Gondring: Obwohl ich als Rheinländer von Natur aus optimistisch bin, fällt es mir in diesen Tagen sehr schwer, die Dinge optimistisch zu sehen. Generell lässt sich feststellen, dass die Anmeldungen bei den Weiterbildungsinstitutionen und die Teilnehmerzahlen bei den Seminarveranstalter z.T. drastisch eingebrochen sind und einige sogar am Rande ihrer wirtschaftlichen Existenz stehen. Ich rechne fest damit, dass die eine oder andere Institution die nächsten 12 Monate wirtschaftlich nicht überleben wird. Die Unternehmen –so scheint es- haben sich fast ganz aus der Weiterbildung zurückgezogen. Weit über 90 % der Seminar- oder Studienteilnehmer sind heute „Selbstzahler“, so etwas habe ich in den letzten 13 Jahren noch nicht erlebt. Mir wurde sogar berichtet, dass einige Unternehmen ihren Mitarbeitern mit Kündigung drohen, wenn sie sich für eine Weiterbildungsmaßnahme entschließen. Auch hierin zeigt sich die mangelnde strategische Ausrichtung. Es wäre doch jetzt gerade wichtig, die Leistungsträger und Nachwuchskräfte in die qualifizierte Weiterbildung zu schicken, um diese für die anstehende wirtschaftliche Erholungsphase an das Unternehmen zu binden. Die sich zunehmend unter den Mitarbeitern verbreitende Arbeitsplatzängste sind keine gute Basis für zukünftigen Erfolg, weil die Loyalität der Mitarbeiter zu den Unternehmen weiter abnehmen wird. Loyalitätsverluste sind ein gewaltiger Kostentreiber.

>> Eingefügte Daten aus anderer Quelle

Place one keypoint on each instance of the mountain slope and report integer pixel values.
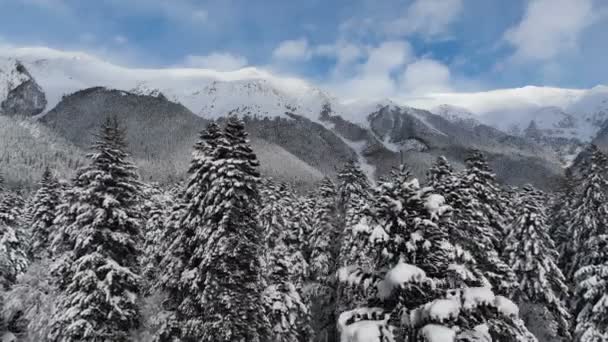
(28, 148)
(161, 134)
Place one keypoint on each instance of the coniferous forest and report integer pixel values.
(227, 255)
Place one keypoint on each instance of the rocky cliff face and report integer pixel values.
(23, 96)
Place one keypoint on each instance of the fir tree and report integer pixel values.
(285, 267)
(532, 256)
(421, 281)
(588, 246)
(43, 214)
(479, 223)
(98, 300)
(440, 175)
(219, 290)
(325, 234)
(157, 206)
(591, 293)
(588, 216)
(14, 239)
(353, 196)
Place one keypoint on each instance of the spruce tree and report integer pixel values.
(588, 232)
(441, 175)
(325, 233)
(423, 284)
(531, 254)
(14, 238)
(157, 207)
(100, 227)
(285, 267)
(479, 222)
(218, 293)
(588, 216)
(591, 299)
(43, 214)
(353, 196)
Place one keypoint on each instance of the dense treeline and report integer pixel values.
(229, 256)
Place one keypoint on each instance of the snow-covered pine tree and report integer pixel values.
(591, 298)
(284, 265)
(588, 215)
(531, 254)
(43, 211)
(183, 250)
(478, 224)
(560, 207)
(441, 175)
(421, 284)
(323, 250)
(495, 203)
(325, 234)
(231, 263)
(353, 196)
(98, 299)
(588, 232)
(217, 252)
(14, 238)
(156, 208)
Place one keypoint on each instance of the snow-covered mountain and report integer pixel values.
(564, 113)
(457, 115)
(316, 127)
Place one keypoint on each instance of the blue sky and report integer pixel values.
(350, 46)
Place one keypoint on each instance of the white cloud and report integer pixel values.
(387, 57)
(373, 77)
(426, 17)
(200, 15)
(87, 38)
(120, 39)
(220, 61)
(292, 50)
(550, 28)
(426, 76)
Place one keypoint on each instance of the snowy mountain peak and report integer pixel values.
(12, 75)
(457, 114)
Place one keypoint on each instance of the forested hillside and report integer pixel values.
(229, 255)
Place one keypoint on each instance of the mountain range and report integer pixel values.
(299, 131)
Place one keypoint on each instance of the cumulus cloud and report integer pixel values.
(292, 50)
(391, 70)
(426, 17)
(426, 76)
(120, 39)
(387, 57)
(549, 28)
(220, 61)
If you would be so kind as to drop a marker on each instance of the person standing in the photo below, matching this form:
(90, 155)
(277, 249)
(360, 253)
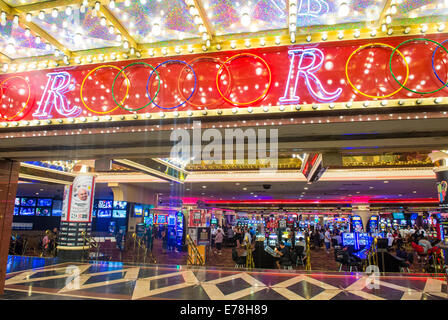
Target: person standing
(218, 240)
(327, 240)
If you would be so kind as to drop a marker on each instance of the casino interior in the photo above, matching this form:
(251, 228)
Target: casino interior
(219, 149)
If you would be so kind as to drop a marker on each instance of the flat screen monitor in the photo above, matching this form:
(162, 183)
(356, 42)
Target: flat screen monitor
(398, 215)
(171, 220)
(138, 210)
(363, 239)
(27, 211)
(299, 235)
(57, 208)
(44, 202)
(43, 212)
(28, 202)
(119, 214)
(348, 239)
(161, 219)
(104, 213)
(104, 204)
(120, 205)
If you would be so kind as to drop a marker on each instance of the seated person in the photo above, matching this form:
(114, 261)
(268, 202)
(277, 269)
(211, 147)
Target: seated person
(284, 253)
(425, 244)
(403, 254)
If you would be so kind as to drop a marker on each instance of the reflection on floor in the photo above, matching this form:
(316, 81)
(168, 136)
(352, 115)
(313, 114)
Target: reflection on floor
(115, 280)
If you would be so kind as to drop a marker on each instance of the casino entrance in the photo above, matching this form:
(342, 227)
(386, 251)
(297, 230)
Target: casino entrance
(266, 149)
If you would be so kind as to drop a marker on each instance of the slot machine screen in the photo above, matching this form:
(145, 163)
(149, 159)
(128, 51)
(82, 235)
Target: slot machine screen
(44, 202)
(161, 219)
(363, 239)
(398, 215)
(104, 204)
(348, 239)
(27, 211)
(120, 205)
(171, 220)
(299, 235)
(28, 202)
(138, 210)
(102, 213)
(43, 212)
(119, 214)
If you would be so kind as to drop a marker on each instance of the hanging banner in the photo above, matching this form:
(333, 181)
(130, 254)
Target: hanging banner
(342, 71)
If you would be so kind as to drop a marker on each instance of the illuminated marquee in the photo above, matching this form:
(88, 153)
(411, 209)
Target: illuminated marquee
(303, 74)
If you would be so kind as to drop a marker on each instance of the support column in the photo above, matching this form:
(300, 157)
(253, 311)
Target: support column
(362, 210)
(9, 175)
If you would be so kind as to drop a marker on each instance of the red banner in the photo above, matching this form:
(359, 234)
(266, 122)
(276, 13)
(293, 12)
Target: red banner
(290, 75)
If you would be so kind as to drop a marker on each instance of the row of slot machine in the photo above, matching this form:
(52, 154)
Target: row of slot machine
(172, 220)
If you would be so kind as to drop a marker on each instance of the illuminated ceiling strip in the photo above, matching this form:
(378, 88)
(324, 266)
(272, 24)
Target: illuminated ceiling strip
(27, 165)
(117, 25)
(146, 169)
(170, 165)
(34, 28)
(383, 13)
(203, 16)
(43, 179)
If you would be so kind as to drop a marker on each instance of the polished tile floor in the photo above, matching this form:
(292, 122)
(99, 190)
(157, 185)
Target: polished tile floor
(42, 279)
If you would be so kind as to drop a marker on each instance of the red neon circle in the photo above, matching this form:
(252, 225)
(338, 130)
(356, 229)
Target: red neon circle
(191, 64)
(27, 100)
(265, 92)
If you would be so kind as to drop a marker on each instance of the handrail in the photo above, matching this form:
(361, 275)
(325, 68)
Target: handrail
(308, 255)
(249, 257)
(196, 254)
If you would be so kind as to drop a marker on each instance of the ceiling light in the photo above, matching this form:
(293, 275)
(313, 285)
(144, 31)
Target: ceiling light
(344, 10)
(245, 19)
(156, 29)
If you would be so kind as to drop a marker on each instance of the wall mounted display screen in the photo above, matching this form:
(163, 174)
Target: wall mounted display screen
(27, 211)
(119, 214)
(120, 205)
(171, 220)
(57, 208)
(138, 210)
(44, 202)
(43, 212)
(348, 239)
(398, 215)
(104, 213)
(161, 219)
(28, 202)
(104, 204)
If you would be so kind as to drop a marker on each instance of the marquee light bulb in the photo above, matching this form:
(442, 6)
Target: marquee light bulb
(245, 19)
(344, 10)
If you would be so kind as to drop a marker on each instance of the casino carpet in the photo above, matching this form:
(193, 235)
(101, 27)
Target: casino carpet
(116, 280)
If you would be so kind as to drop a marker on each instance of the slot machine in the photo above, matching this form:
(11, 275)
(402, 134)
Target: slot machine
(356, 224)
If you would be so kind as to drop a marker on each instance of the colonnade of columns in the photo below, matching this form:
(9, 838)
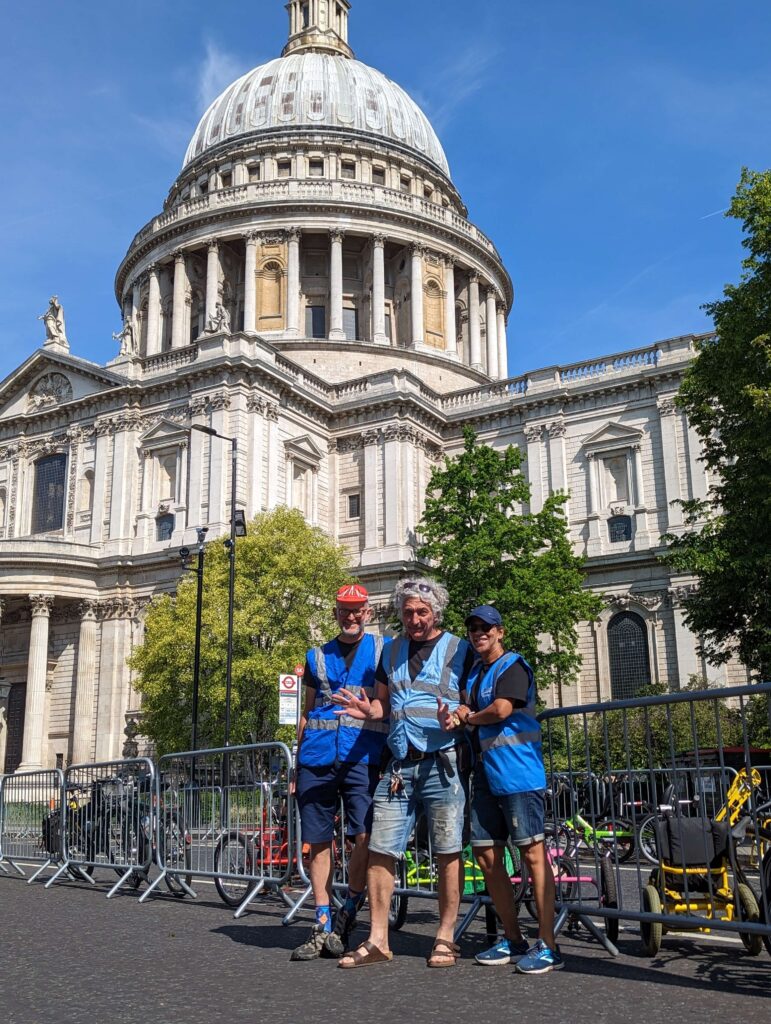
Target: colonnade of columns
(482, 296)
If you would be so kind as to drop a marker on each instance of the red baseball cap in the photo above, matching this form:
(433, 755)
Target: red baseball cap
(352, 594)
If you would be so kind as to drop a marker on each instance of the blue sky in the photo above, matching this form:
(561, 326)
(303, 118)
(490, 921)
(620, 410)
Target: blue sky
(597, 142)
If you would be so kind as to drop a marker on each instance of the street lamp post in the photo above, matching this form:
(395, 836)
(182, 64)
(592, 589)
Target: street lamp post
(230, 546)
(199, 570)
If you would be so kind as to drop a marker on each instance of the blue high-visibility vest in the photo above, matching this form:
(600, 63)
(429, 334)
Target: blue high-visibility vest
(414, 709)
(329, 738)
(511, 750)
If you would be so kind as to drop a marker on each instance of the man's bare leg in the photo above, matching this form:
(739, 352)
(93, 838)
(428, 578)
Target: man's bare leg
(543, 889)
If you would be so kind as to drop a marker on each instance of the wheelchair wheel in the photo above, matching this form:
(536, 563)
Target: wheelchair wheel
(650, 932)
(609, 897)
(747, 905)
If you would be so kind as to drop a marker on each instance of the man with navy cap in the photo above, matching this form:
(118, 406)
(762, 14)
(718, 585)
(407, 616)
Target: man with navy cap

„Der Immobilienbrief“: Und wie steht die ADI da?

Gondring: Auch wir verzeichnen einen Rückgang der Anmeldezahlen. Da ich das aber schon vor einem Jahr vorhergesehen konnte, habe ich die Fixkostenbelastung und damit den break-even der ADI deutlich gesenkt, sodass wir wirtschaftlich bis Ende 2010 durchfinanziert sind. Gleichwohl sind unsere Anmeldezahlen soweit annehmbar, dass wir alle neuen Studienjahrgänge fahrplanmäßig starten konnten. Besonders erfreulich ist die Situation am neuesten Standort in München.

„Der Immobilienbrief“: Wie sind die Anmeldezahlen im Studiengang BWLImmobilienwirtschaft an der Dualen Hochschule Baden-Württemberg in Stuttgart?

Gondring: Ich kann aus Kapazitätsgründen pro Studienjahr max. 50 Studierende zulassen. Diese Zahlen habe ich in den letzten Jahren mühelos erreicht, wenngleich zum 1.10.2008 die Zahl erstmals auf 38 gesunken ist. Zum Studienbeginn 1.10.2009 haben wir schon eine Überzahl an Studienplatzreservierungen, so dass ich dieses Jahr wieder auf eine max. Auslastung von 50 Studierenden kommen werde.